Buitenland

Kiem voor spanningen in Servische provincie al in 1913 gelegd

Geweld in Kosovo niet onverwacht

Door drs. G. Bogaard
AMSTERDAM – De Europese mogendheden besloten in 1913 Kosovo toe te wijzen aan het koninkrijk Servië. Daarmee werd de kiem gelegd voor de huidige spanningen in het gebied waaraan de Albanezen evenals de Serviërs grote emotionele en historische waarde hechten.

Na de Tweede Wereldoorlog verwierf Kosovo een vergaande vorm van zelfbestuur binnen het federale Joegoslavische staatsbestel. De regering van Servië maakte in 1989 aan de autonomie een einde. Voor de Albanezen, die 90 procent uitmaken van de bewoners van de streek, was dat een onverteerbaar besluit.

Mede door de etnische samenstelling van het naburige Macedonië en het aangrenzende Albanië dreigt in de hele regio een bloedige strijd. De internationale gemeenschap grijt nu in een gebied in waarover in het begin van de eeuw de soevereiniteit aan Servië is toegekend.

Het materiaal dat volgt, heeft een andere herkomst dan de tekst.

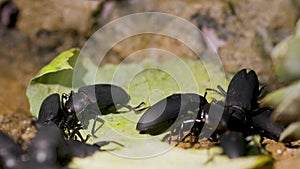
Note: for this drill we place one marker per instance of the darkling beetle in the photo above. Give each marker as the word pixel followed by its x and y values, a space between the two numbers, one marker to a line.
pixel 47 150
pixel 10 152
pixel 85 103
pixel 49 147
pixel 159 117
pixel 240 116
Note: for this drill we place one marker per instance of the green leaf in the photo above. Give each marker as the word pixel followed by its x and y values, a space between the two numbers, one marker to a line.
pixel 54 77
pixel 285 101
pixel 147 81
pixel 175 159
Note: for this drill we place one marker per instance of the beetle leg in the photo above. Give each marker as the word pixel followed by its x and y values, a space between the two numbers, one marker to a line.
pixel 220 90
pixel 181 130
pixel 104 143
pixel 233 144
pixel 136 109
pixel 94 125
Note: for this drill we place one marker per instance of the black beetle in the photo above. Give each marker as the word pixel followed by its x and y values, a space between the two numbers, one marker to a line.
pixel 86 103
pixel 10 152
pixel 241 116
pixel 50 149
pixel 159 117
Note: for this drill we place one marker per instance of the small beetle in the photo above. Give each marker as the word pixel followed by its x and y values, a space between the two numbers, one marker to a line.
pixel 49 148
pixel 90 101
pixel 159 117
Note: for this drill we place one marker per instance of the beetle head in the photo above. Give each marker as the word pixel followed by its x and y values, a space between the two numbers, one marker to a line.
pixel 76 103
pixel 243 90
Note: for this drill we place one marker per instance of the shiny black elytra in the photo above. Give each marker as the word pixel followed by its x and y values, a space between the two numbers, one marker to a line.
pixel 241 117
pixel 159 117
pixel 85 103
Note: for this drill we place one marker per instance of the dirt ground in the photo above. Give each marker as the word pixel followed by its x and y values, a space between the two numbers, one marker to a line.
pixel 249 29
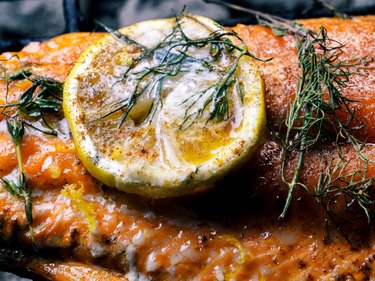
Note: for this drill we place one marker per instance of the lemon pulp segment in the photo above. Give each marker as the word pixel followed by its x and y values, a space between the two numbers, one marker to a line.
pixel 163 147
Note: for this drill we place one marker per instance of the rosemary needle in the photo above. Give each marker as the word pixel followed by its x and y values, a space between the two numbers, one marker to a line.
pixel 310 115
pixel 174 57
pixel 44 95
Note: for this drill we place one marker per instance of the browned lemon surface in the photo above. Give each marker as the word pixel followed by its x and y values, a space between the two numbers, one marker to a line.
pixel 229 233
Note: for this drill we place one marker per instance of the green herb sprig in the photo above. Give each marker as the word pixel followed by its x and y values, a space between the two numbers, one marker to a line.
pixel 43 96
pixel 174 56
pixel 316 110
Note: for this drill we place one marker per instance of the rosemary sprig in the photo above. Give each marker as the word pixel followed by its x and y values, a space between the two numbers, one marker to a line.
pixel 315 111
pixel 44 95
pixel 175 56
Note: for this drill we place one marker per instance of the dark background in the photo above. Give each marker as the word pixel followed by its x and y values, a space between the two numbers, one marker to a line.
pixel 35 20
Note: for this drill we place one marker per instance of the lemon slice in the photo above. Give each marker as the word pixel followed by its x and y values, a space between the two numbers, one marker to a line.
pixel 167 109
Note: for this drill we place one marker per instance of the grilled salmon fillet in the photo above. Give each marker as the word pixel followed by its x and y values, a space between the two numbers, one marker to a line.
pixel 229 233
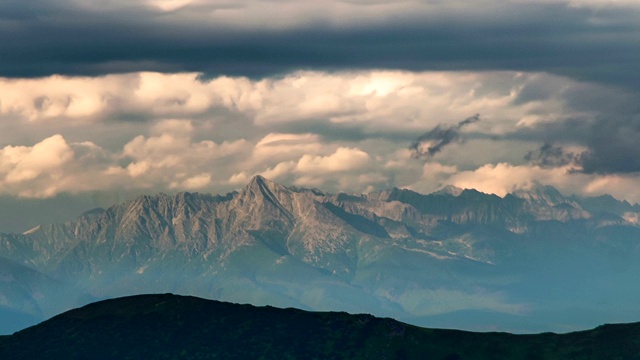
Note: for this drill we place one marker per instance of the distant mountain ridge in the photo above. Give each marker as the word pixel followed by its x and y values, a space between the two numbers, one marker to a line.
pixel 168 326
pixel 391 253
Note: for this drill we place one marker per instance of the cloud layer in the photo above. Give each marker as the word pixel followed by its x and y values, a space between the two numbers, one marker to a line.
pixel 585 39
pixel 340 131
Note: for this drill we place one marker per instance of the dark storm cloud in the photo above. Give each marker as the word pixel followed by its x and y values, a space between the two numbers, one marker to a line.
pixel 611 143
pixel 433 141
pixel 41 38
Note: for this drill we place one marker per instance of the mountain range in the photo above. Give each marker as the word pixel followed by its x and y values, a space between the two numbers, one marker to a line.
pixel 166 326
pixel 533 260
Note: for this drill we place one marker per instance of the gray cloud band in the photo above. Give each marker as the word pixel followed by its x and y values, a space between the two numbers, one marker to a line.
pixel 433 141
pixel 47 38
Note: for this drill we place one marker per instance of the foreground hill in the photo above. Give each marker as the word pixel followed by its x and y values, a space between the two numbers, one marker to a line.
pixel 178 327
pixel 530 261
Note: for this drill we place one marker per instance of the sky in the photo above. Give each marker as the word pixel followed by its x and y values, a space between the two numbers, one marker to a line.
pixel 104 100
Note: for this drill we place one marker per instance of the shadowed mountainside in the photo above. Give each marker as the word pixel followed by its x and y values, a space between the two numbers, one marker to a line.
pixel 531 261
pixel 178 327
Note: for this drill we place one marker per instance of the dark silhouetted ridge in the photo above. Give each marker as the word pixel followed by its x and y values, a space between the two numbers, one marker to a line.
pixel 182 327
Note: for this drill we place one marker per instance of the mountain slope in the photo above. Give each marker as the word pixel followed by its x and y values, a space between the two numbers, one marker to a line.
pixel 168 326
pixel 534 256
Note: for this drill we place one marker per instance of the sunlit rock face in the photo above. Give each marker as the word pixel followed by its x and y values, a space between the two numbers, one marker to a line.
pixel 510 263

Kosovo was het centrum van het middeleeuwse Servische rijk. Het is nog steeds de slag op het Merelveld (Kosovo Polje) op 28 juni 1389 die menig Servisch hart sneller doet kloppen. Zes eeuwen later klonk op Kosovo Polje spontaan uit een miljoen kelen in een ode aan Milosevic: „Slobodan, je bent dan wel een atheïst, maar we houden van je”.

In de ogen van deze mensen is de overwinning van de Turkse sultan Murat op de Serviërs niet minder dan een heroïsche worsteling om de christelijke wereld te beschermen tegen de islamitische horden. Veel Serviërs vluchtten en hun plaats werd ingenomen door Albanese herdersvolken die zich in de loop der tijd tot de islam bekeerden.

Basis gelegd
Vanaf het begin van de 19e eeuw keerden de Serviërs zich tegen de Turken. In 1878 verwierven zij onafhankelijkheid. Een poging van de Albanezen om eveneens autonomie uit te roepen, werd door een Turkse legermacht onderdrukt. Pas met de ineenstorting van de “Zieke Man” verklaarden zij zich in 1912 met meer succes onafhankelijk.

Een in Londen bijeengeroepen conferentie van ambassadeurs der grote mogendheden besloot de grenzen in het omstreden gebied van de Balkan vast te stellen. Albanië kreeg het jaar daarop de helft van alle door Albanezen bewoonde gebieden toegewezen, terwijl het grootste deel van Kosovo en Macedonië bij Servië werd gevoegd. Daarmee werd de basis voor het huidige conflict gelegd.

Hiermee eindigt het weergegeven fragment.